Jolivet passait pour un très honnête homme, et son succès attestait en lui un sens juste et droit. Cependant, nous conviendrons que ses manières et son langage n’appartenaient pas à la meilleure compagnie. Il était vif, despotique, opiniâtre dans ses idées; sa mise était négligée, sa tournure vulgaire. En sa qualité de millionnaire, ceux qui l’approchaient lui pardonnaient bien des choses: mais, au cercle, où il avait cru devoir se faire admettre afin d’occuper ses soirées, on ne lui épargnait guère des railleries, dont d’habitude il ne s’apercevait pas.
Le docteur Belcourt, qui l’accompagnait en ce moment, avait vingt-huit ans au plus. Sa figure franche, encadrée de favoris blonds, ses yeux vifs et spirituels, ses manières gracieuses, sa prestance, faisaient de lui un véritable «médecin des dames», titre que l’on commençait à lui donner dans la ville.
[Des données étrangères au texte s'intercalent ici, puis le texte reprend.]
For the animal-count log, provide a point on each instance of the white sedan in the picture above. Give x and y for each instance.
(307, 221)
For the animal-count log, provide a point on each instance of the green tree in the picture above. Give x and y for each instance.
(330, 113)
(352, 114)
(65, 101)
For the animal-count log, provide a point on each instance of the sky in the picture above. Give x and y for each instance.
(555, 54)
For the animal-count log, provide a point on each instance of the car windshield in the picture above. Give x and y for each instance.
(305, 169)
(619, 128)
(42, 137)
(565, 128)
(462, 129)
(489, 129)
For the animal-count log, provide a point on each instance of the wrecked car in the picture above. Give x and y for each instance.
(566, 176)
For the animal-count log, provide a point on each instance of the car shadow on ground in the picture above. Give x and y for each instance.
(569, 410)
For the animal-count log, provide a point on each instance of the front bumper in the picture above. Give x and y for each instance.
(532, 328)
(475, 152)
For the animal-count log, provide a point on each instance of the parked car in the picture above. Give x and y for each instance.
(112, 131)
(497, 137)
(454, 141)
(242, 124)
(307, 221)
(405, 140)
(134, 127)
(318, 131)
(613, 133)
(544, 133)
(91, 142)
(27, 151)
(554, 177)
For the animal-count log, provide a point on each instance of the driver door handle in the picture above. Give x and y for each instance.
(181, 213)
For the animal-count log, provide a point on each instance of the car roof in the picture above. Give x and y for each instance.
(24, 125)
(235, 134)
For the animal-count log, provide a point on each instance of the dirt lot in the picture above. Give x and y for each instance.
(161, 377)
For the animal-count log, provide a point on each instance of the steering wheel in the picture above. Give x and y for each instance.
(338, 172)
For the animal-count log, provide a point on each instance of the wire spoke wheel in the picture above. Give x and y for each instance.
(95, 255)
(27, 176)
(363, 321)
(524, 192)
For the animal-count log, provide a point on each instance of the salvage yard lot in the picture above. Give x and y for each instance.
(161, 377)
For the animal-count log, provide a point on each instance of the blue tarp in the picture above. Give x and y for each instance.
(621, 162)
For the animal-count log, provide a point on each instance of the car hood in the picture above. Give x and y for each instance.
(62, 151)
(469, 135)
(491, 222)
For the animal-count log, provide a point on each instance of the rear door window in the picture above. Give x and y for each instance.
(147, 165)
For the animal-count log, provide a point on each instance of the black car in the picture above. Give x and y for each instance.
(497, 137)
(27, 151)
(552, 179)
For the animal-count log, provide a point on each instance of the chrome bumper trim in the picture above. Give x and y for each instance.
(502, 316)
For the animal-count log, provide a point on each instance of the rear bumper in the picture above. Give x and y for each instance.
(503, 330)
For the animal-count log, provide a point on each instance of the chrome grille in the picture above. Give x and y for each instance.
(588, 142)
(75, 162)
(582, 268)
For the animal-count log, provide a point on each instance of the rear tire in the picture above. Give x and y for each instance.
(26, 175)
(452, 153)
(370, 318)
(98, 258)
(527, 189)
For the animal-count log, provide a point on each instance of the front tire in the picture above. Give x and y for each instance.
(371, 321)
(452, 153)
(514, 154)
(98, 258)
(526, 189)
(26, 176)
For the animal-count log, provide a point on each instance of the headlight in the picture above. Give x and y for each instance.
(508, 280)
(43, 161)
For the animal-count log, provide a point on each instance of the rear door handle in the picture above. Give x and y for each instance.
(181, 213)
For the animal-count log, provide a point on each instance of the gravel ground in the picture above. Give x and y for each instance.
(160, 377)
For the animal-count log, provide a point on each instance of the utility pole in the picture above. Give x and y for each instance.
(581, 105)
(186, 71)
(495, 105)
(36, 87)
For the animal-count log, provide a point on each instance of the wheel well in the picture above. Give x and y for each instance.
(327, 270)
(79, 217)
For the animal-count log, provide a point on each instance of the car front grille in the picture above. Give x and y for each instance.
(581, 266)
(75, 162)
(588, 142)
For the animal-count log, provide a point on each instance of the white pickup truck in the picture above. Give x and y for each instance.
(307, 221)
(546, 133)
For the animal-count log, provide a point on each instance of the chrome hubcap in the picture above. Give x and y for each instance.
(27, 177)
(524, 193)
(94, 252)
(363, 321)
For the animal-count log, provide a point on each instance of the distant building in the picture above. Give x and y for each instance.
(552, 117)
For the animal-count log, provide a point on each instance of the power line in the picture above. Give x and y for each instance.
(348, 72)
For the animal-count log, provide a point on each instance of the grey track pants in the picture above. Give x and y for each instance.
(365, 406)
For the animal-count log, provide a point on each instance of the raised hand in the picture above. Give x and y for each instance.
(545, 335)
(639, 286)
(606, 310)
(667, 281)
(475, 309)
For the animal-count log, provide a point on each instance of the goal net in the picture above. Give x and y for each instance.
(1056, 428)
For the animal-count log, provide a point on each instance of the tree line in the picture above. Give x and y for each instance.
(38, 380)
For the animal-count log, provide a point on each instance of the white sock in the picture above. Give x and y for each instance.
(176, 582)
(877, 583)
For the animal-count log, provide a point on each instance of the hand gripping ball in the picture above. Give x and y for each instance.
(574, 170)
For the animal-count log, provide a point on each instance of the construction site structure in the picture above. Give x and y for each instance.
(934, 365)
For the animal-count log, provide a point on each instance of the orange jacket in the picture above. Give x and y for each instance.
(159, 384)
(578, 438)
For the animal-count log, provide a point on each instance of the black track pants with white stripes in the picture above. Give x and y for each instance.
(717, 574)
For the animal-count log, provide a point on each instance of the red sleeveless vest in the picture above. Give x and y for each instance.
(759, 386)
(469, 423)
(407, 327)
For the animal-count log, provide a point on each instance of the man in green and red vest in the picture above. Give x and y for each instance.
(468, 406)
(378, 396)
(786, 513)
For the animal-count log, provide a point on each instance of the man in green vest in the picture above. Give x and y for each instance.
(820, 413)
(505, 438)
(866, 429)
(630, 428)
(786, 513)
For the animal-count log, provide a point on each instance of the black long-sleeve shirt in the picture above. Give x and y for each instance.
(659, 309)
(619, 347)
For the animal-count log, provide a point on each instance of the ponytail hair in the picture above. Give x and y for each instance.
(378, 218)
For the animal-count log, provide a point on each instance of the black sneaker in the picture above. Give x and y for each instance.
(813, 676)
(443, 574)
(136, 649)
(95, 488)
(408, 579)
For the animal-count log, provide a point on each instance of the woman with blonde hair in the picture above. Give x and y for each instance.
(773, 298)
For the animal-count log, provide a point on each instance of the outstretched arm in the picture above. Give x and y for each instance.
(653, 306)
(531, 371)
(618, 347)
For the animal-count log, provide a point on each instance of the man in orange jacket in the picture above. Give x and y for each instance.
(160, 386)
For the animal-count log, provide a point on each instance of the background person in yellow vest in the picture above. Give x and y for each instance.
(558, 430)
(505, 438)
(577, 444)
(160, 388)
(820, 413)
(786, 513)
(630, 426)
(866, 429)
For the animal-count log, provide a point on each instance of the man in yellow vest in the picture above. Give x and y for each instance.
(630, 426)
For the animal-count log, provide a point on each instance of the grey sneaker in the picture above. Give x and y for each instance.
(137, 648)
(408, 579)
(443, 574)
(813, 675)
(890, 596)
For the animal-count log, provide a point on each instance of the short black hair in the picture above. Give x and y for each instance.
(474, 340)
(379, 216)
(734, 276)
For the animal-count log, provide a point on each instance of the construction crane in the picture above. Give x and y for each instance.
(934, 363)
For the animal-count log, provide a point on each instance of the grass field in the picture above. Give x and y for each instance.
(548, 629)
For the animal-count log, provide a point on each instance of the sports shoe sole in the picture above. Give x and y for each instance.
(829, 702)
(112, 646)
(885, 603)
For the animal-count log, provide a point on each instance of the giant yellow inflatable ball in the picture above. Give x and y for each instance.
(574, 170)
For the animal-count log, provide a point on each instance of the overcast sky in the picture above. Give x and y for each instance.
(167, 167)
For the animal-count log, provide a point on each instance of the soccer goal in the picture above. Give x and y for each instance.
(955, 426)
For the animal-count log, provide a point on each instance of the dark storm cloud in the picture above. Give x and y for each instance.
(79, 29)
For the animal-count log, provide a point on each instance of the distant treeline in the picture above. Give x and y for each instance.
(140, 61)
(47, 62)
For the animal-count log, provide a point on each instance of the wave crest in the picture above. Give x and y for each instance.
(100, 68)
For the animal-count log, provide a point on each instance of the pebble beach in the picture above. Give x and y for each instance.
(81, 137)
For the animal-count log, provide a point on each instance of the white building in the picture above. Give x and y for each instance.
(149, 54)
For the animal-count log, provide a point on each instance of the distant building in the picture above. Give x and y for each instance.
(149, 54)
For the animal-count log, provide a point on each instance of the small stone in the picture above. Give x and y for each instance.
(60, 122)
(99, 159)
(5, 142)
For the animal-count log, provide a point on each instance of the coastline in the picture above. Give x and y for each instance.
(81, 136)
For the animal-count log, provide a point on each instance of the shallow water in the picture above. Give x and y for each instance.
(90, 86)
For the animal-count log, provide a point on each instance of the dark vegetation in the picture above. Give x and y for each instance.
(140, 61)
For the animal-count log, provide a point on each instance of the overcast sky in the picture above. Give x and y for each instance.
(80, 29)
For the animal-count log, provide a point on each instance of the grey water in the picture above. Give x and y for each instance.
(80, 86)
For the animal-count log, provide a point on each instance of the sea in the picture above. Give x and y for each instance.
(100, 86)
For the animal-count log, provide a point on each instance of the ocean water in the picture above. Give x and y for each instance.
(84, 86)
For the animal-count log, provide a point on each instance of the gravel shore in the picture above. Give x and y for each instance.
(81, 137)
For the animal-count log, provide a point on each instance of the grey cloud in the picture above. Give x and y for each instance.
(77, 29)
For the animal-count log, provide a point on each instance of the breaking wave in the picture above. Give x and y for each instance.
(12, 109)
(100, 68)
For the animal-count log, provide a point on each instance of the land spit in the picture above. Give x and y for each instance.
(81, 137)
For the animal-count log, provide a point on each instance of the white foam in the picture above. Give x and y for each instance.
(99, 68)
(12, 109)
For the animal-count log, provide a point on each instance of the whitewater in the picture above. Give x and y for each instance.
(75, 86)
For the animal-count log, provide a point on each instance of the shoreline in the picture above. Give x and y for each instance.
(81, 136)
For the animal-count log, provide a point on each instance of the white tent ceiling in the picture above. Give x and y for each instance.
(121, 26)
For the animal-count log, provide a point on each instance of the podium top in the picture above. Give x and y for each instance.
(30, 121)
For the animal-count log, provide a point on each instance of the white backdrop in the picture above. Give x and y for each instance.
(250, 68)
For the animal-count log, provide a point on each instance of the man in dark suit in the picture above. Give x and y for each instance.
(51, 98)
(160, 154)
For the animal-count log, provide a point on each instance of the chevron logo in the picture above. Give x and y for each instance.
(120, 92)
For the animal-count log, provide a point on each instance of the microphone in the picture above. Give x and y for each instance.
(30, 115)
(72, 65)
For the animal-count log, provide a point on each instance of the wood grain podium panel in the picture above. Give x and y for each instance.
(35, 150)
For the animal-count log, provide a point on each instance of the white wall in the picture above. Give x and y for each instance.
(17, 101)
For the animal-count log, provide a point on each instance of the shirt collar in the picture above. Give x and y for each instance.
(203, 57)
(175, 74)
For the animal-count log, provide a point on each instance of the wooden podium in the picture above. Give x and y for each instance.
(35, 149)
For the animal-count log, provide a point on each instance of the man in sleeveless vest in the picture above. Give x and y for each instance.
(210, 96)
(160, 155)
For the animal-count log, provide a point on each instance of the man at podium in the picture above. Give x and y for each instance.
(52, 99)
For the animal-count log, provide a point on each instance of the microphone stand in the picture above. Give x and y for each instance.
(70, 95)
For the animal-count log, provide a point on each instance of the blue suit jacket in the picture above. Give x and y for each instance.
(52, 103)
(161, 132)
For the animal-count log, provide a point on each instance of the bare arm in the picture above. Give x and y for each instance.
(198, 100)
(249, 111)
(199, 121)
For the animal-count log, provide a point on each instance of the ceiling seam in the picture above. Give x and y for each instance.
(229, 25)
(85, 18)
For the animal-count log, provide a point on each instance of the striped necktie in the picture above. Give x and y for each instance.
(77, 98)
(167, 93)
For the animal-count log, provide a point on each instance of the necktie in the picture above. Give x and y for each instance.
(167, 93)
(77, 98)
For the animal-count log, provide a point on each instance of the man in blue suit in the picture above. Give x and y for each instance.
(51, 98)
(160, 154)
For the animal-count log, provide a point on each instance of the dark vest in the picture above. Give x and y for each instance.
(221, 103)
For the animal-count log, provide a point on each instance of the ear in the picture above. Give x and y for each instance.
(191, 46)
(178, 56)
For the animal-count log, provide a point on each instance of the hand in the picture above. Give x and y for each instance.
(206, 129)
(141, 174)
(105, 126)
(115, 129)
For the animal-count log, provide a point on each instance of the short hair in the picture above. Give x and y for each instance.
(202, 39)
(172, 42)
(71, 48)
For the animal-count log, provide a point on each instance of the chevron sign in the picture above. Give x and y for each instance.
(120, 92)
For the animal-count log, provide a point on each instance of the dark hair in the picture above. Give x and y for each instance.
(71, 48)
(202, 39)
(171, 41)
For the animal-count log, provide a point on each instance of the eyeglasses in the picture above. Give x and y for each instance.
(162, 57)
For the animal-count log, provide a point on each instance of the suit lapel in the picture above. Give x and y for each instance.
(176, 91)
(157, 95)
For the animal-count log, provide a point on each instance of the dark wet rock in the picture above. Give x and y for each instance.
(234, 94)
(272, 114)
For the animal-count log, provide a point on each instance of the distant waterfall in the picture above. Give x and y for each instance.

Sa redingote et son pantalon noirs étaient coupés par un tailleur parisien, et il portait avec aisance la cravate blanche traditionnelle. Il formait ainsi avec son futur beau-père, un véritable contraste; l’un et l’autre paraissaient appartenir non seulement à un monde différent, mais même à des races différentes.
Belcourt, toutefois, comme l’ancien tanneur, ne devait qu’à lui-même le rang qu’il occupait dans la société. De famille pauvre et obscure, il avait été élevé par un oncle, ancien capitaine d’infanterie, qui, peu fortuné aussi, s’était ingénié à lui faire donner une bonne éducation. Encore le digne oncle n’avait-il pu achever sa tâche; il était mort au moment où Belcourt venait d’être reçu bachelier, et manquait justement lorsque son appui allait devenir le plus nécessaire.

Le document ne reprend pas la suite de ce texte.